Epigenetics is a branch of biology that investigates how changes in the way that DNA strands are wrapped or coiled affect whether genes are silent or active. Scientists today have great interest in these changes in DNA “packaging” because of the changes’ association with stem cell development, diabetes, aging and cancer, among other areas.

Riggs began the day with a review of landmark experiments in the field, which some may consider “new.” Riggs emphasized that the ideas behind epigenetics are as old as Aristotle; but what is new is the skyrocketing numbers of publications in the field.

Seven experts who have contributed to that rise soon followed with descriptions of their work.

Jeannie Lee, M.D., Ph.D., of Massachusetts General Hospital, discussed the textbook example of epigenetic gene regulation: how the body inactivates the extra X chromosome carried by female mammals. Before her talk, Lee paid tribute to City of Hope’s Ohno, one of the first investigators to recognize that women’s second X chromosome, which appears crumpled up when viewed microscopically, is actually inactive. Ohno died in 2000.

Several presentations centered on a scientifically “hot” form of epigenetic change called histone methylation.

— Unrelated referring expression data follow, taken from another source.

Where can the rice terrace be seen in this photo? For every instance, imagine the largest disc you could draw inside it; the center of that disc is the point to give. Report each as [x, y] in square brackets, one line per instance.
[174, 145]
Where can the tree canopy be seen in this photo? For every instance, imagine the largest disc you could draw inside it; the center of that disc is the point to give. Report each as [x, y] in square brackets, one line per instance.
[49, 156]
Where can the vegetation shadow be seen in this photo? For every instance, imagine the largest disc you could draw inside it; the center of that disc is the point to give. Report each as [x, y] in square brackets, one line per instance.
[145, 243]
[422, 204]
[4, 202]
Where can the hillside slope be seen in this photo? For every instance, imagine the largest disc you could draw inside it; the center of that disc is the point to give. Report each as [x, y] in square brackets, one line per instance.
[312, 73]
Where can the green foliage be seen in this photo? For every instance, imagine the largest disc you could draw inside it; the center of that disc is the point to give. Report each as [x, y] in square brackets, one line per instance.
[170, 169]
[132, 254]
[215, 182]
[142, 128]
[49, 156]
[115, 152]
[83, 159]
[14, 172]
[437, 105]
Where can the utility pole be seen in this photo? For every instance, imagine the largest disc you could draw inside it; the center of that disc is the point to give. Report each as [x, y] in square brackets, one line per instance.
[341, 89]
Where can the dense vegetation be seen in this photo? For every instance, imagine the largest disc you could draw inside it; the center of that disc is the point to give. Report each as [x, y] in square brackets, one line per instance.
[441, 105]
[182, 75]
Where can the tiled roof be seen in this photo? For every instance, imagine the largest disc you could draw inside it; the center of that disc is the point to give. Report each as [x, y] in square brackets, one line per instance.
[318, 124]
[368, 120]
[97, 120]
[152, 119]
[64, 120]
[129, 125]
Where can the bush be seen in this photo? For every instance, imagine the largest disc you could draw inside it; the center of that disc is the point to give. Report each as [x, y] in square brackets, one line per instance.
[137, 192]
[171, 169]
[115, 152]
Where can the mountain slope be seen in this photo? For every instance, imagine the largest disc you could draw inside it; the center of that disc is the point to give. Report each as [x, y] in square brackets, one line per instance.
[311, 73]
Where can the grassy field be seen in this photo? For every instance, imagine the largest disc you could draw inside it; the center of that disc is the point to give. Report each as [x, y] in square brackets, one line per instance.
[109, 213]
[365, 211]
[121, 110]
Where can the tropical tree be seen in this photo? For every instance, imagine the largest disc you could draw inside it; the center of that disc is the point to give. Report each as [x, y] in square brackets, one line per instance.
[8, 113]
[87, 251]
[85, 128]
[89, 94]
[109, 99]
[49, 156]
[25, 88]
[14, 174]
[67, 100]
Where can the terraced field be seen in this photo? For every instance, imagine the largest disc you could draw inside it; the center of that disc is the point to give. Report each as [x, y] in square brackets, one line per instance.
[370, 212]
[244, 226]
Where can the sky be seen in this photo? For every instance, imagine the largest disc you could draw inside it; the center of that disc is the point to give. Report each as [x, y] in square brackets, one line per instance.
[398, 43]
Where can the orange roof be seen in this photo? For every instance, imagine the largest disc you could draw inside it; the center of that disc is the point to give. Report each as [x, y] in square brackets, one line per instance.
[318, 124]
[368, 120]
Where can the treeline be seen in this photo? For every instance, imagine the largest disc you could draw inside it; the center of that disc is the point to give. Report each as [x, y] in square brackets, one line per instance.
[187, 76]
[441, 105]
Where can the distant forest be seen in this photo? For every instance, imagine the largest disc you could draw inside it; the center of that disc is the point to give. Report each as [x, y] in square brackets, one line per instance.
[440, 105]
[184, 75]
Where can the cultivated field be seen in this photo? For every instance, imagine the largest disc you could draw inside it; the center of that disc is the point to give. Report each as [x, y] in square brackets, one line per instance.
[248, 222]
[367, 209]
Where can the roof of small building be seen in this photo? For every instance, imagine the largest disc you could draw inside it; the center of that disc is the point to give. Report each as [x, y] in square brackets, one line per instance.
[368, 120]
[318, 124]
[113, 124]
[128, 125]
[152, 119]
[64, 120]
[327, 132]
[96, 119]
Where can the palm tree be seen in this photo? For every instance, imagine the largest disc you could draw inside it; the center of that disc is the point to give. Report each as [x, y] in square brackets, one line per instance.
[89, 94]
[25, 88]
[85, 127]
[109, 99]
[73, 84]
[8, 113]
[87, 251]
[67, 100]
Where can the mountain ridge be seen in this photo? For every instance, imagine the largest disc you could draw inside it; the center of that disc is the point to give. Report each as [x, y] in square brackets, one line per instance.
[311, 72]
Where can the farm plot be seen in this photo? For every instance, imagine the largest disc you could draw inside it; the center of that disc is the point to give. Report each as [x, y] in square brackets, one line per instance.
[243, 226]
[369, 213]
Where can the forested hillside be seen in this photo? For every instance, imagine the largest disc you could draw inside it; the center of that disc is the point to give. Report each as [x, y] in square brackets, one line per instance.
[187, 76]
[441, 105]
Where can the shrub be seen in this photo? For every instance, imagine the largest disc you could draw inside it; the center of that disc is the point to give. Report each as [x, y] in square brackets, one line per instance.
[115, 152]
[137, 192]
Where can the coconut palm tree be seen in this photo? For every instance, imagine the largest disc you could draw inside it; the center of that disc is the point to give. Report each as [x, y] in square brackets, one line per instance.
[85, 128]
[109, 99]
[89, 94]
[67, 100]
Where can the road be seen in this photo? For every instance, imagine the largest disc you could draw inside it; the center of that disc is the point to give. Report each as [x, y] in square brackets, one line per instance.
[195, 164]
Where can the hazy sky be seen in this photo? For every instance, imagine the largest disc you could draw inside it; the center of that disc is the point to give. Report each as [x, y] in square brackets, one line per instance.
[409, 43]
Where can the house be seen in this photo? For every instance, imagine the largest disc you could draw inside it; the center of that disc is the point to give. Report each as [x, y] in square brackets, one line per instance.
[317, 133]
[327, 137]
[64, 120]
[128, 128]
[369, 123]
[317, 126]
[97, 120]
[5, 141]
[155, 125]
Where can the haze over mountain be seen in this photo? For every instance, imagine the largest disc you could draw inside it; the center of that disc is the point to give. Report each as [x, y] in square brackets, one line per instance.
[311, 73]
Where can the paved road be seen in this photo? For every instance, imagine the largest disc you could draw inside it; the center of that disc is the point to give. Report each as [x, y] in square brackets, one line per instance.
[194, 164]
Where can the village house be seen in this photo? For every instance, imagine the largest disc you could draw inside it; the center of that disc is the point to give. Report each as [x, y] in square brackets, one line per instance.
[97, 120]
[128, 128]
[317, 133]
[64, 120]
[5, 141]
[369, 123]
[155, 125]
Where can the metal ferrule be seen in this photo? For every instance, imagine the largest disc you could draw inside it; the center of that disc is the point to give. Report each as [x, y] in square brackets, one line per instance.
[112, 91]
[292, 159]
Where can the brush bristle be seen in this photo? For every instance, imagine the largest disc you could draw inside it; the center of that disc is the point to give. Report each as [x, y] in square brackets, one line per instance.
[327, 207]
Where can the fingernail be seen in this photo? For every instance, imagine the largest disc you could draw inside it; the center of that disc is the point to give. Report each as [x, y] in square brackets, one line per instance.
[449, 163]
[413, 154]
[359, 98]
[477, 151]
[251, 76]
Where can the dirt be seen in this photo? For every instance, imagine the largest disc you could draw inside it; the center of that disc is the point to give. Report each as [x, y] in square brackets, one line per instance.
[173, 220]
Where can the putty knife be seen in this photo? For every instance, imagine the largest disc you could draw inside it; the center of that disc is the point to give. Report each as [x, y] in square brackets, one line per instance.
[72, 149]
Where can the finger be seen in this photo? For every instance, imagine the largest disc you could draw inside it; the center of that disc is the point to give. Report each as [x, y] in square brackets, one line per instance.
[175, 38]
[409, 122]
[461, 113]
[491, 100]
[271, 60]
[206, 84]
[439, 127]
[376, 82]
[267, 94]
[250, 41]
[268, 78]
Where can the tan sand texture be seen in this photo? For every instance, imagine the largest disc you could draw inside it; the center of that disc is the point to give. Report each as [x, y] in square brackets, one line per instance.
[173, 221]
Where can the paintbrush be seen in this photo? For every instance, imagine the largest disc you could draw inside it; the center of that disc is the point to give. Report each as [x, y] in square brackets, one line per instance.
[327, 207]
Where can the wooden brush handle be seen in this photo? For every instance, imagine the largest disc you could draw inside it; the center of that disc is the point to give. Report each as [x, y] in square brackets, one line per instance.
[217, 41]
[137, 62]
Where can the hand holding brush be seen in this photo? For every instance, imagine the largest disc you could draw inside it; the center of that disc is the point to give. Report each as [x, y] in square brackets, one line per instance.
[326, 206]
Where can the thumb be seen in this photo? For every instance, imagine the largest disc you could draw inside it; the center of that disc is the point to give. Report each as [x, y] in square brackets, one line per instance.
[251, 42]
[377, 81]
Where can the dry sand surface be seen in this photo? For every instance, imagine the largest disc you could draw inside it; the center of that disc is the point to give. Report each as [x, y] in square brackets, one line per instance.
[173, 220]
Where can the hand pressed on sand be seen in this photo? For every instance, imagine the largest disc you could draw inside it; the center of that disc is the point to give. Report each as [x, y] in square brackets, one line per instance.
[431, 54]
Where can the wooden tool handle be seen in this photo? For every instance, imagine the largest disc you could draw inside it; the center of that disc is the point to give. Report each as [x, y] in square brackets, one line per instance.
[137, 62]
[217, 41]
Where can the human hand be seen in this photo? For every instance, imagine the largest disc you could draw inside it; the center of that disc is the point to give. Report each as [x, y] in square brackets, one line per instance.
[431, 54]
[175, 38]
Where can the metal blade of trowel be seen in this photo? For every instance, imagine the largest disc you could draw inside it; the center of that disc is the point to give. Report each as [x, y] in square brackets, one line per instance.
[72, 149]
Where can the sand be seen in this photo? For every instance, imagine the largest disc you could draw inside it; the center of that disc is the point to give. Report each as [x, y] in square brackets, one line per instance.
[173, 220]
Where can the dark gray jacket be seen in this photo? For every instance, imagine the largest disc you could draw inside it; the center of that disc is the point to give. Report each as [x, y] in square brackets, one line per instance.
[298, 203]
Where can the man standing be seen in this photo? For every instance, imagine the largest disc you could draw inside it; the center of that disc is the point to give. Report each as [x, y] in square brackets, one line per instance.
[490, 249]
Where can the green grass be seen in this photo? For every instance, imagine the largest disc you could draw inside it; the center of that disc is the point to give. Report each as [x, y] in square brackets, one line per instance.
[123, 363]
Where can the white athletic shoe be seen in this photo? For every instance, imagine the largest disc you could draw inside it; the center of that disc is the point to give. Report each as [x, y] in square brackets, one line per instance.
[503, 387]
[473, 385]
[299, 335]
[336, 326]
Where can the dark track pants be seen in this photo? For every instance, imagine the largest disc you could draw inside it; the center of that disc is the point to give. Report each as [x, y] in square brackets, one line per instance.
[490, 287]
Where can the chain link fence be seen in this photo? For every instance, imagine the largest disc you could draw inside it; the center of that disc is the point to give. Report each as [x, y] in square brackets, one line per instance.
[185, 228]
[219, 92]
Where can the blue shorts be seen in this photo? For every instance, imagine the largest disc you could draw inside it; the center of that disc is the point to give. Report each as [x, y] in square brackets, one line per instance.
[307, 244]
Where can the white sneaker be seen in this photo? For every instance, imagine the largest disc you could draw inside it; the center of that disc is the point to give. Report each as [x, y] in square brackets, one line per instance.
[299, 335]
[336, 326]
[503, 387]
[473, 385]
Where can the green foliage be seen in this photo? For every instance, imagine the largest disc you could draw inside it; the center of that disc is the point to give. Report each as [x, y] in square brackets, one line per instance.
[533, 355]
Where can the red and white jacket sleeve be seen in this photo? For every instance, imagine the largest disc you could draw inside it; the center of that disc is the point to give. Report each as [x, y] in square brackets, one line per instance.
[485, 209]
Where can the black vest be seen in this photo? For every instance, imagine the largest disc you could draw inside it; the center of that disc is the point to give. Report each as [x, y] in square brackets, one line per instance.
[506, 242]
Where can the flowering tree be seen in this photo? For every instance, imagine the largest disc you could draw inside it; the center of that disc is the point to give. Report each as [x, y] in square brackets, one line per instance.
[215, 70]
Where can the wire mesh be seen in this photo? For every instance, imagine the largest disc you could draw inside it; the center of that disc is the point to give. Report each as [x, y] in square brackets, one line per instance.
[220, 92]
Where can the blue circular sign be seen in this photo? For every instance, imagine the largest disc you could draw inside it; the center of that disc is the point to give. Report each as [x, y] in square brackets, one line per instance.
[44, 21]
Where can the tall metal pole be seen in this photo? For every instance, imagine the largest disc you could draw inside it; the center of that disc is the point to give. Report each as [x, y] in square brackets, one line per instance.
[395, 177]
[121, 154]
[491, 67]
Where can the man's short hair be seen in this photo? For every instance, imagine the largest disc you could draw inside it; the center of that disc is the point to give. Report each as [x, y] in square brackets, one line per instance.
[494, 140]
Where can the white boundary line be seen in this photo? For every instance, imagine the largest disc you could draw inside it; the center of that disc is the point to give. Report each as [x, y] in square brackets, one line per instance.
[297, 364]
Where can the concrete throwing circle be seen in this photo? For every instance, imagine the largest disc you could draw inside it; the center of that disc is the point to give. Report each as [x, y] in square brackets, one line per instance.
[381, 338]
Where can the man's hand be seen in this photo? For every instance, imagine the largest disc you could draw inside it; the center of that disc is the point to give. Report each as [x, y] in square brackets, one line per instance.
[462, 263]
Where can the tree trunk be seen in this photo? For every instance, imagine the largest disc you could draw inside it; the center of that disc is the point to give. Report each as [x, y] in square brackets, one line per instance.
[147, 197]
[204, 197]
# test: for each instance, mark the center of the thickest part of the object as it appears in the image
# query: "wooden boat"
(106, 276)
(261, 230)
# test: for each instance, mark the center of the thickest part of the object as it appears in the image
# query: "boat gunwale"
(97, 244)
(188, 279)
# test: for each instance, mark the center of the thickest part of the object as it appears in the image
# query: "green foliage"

In talks focusing on genes regulating stem cell development, Yi Zhang, Ph.D., of the University of North Carolina, and Bradley Bernstein, M.D., Ph.D., of Massachusetts General Hospital, described how genes are either activated or silenced depending on where a methyl group is added to proteins called histones, around which DNA is wrapped.

Reporting that drugs affecting different types of epigenetic changes have already received federal approval against some cancers, the University of Southern California’s Peter Jones, Ph.D., then noted that histone methylation inhibitors can kill cancer cells in a dish — possibly by unmasking genes that protect cells from cancer, hinting that they could be the next generation of epigenetic cancer therapies.

Jones recalled that 25 years ago, he and Riggs collaborated on the first-ever review article about the relationship of cancer to epigenetics.

Based on the day’s talks, the 2007 version of such a review would be much thicker.

Support for the meeting came from the Beckman Endowment, Millipore and Active Motif.